106 • antiX Review on Distrowatch (by anticapitalista on 2011-04-10 12:28:40 GMT from Greece)
#102. Ok, your loss.
#104 The 'fame' of antiX (possibly) having a Distrowatch review almost went to my head. :)
Thanks for the comment Landor.
107 • AntiX review (by Neal on 2011-04-10 12:44:08 GMT from United States)
Has Sneekylinux from youtube done a review of AntiX? I think he would do a nice review.
Jim Lynch from desktop linux reviews did one some time ago on 8.2.... http://desktoplinuxreviews.com/2009/07/29/antix-m8-2/
Its funny how there aren't many reviews of antix out there when you go looking for them....Its such a nice little distro.
108 • RE: 106 (by Landor on 2011-04-10 14:41:20 GMT from Canada)
The person I think should review it here is Barnaby. He's got a lot of skill in doing reviews and writing for this community, and I'm not the only one who has noticed his abilities.
I wonder if he'll see this. He wrote last week I believe that he intends to do a review here soon. Maybe he could add antiX to that list. What do you say Barnaby?
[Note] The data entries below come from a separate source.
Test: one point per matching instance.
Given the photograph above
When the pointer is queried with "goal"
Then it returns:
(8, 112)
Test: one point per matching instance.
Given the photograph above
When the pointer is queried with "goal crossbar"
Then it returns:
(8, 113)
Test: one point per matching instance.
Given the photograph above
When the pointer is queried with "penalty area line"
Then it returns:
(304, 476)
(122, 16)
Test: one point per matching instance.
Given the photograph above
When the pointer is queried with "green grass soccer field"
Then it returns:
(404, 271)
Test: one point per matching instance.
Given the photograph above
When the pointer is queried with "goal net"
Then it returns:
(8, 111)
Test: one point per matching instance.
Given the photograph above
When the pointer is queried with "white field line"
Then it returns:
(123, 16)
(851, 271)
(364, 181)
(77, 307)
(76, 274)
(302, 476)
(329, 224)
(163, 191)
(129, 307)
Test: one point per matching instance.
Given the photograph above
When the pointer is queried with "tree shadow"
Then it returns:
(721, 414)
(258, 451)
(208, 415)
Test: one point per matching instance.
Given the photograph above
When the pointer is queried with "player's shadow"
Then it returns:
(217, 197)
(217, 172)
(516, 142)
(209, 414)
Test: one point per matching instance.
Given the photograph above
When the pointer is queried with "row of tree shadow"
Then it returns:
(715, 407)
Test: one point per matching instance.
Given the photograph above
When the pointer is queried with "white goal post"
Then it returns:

I know I'd personally enjoy seeing more articles from you here. Possibly even some technical based articles.
Keep your stick on the ice...
109 • AntiX (by Barnabyh on 2011-04-10 19:31:18 GMT from United Kingdom)
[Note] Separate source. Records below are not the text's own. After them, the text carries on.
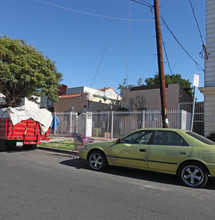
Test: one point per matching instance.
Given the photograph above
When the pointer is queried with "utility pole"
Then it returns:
(160, 65)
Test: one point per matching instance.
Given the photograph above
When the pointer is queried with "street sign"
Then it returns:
(196, 80)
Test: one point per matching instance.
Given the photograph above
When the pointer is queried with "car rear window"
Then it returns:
(201, 138)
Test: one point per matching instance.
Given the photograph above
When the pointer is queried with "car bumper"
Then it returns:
(211, 168)
(83, 154)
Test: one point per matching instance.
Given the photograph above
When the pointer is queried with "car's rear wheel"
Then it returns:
(97, 160)
(193, 175)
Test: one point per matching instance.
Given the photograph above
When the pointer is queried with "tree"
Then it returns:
(26, 72)
(170, 79)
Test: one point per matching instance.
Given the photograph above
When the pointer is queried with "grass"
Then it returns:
(64, 145)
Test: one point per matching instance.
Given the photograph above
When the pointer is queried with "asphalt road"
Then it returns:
(49, 185)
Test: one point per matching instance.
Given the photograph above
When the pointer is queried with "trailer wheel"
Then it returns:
(3, 146)
(29, 146)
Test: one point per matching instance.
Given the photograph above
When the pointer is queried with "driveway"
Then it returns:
(51, 185)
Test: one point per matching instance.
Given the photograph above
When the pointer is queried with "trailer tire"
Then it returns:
(29, 146)
(3, 145)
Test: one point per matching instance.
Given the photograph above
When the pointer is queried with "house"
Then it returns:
(82, 99)
(47, 103)
(148, 97)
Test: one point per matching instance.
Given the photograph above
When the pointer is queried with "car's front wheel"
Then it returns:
(97, 160)
(193, 175)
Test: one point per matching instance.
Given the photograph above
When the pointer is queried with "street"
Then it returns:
(51, 185)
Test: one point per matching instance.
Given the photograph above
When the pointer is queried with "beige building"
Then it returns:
(82, 99)
(209, 79)
(148, 97)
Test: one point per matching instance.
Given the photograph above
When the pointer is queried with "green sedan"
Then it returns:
(188, 155)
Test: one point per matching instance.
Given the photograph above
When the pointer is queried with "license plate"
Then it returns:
(19, 144)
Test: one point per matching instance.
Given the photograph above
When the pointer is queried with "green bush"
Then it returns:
(211, 136)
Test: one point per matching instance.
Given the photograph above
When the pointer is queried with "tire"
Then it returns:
(193, 174)
(97, 160)
(29, 146)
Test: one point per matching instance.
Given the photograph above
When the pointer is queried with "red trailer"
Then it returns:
(26, 133)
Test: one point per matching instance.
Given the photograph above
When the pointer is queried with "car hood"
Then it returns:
(103, 145)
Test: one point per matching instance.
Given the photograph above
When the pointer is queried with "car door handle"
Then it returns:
(142, 150)
(183, 153)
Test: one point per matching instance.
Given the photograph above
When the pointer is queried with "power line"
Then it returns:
(196, 21)
(165, 51)
(128, 45)
(204, 52)
(198, 66)
(106, 46)
(143, 3)
(91, 14)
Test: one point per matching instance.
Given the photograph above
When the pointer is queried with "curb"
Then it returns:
(58, 150)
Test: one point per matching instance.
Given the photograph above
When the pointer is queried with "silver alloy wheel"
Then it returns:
(192, 175)
(96, 161)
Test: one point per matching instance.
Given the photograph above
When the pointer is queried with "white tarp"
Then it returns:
(18, 114)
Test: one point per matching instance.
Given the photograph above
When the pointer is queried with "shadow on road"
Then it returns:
(133, 173)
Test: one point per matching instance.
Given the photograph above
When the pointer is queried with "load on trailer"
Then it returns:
(24, 126)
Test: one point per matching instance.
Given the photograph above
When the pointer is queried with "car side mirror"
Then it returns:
(118, 141)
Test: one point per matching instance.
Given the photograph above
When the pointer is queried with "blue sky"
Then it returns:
(91, 48)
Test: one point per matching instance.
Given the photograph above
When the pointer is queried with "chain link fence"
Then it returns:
(111, 125)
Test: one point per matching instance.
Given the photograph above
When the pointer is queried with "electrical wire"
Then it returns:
(90, 14)
(106, 45)
(198, 66)
(196, 22)
(165, 51)
(128, 45)
(143, 3)
(204, 52)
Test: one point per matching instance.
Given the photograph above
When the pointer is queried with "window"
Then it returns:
(201, 138)
(169, 138)
(140, 137)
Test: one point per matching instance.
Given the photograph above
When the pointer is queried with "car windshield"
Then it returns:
(201, 138)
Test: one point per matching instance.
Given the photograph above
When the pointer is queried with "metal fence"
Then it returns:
(112, 124)
(198, 123)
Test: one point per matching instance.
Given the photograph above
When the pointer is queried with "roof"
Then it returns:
(136, 88)
(71, 95)
(103, 89)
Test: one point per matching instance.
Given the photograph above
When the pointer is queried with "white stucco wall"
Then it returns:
(209, 88)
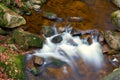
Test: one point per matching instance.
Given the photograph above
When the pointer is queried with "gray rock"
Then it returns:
(113, 39)
(115, 17)
(9, 18)
(47, 31)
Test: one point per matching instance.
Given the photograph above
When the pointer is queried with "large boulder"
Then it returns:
(116, 2)
(113, 39)
(26, 40)
(115, 17)
(9, 18)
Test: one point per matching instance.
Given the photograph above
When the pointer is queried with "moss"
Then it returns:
(2, 32)
(26, 40)
(2, 49)
(113, 76)
(10, 41)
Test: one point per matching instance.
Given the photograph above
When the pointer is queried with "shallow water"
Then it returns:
(96, 15)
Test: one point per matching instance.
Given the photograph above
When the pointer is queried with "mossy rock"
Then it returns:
(2, 32)
(9, 18)
(47, 31)
(26, 39)
(115, 17)
(15, 66)
(115, 75)
(2, 49)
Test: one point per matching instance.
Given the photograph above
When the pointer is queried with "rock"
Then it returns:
(115, 75)
(36, 7)
(116, 2)
(37, 61)
(115, 17)
(113, 39)
(2, 49)
(36, 1)
(2, 32)
(9, 18)
(47, 31)
(57, 39)
(25, 39)
(49, 15)
(75, 19)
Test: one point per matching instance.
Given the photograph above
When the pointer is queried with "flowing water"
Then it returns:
(80, 59)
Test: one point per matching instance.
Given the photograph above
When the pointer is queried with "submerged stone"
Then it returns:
(47, 31)
(57, 39)
(9, 18)
(49, 15)
(37, 61)
(115, 75)
(113, 39)
(116, 2)
(26, 39)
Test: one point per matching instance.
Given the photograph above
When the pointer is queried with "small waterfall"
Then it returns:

Hi Landor, thanks for the flowers ;) . I'm still lurking most weeks. Not opposed to trying out AntiX, its light weight philosophy appeals to me just as much as for example CrunchBang. Have never used it so I can approach it unbiased.
I'll put it on the list but it will be later this year. Not sure where it would be posted, it may not be on DW.
110 • RE: 109 (by Landor on 2011-04-10 20:34:51 GMT from Canada)
You're more than welcome, I hope they brightened up your blog..lol :)
Thanks for that Barnaby, it's much appreciated. I really like how your blog is filling out too. You're doing very well with it in my opinion.
Thanks again, and don't forget, there's at least one, and I've always believed if there's one, there's more, that wouldn't mind seeing your articles here. Something to keep in mind. :)
Keep your stick on the ice...
111 • Preconfigured desktop setups (by Edward on 2011-04-11 06:49:10 GMT from United States)
I think the following statement should be considered well by the developers of new connected distros and by DW.
CTKArch is quite a nice "preconfigured desktop setup", and I applaud the way the young man has come out with it!
CTKArch is not a distribution. It is a preconfigured desktop setup of the Arch Linux GNU/Linux distribution.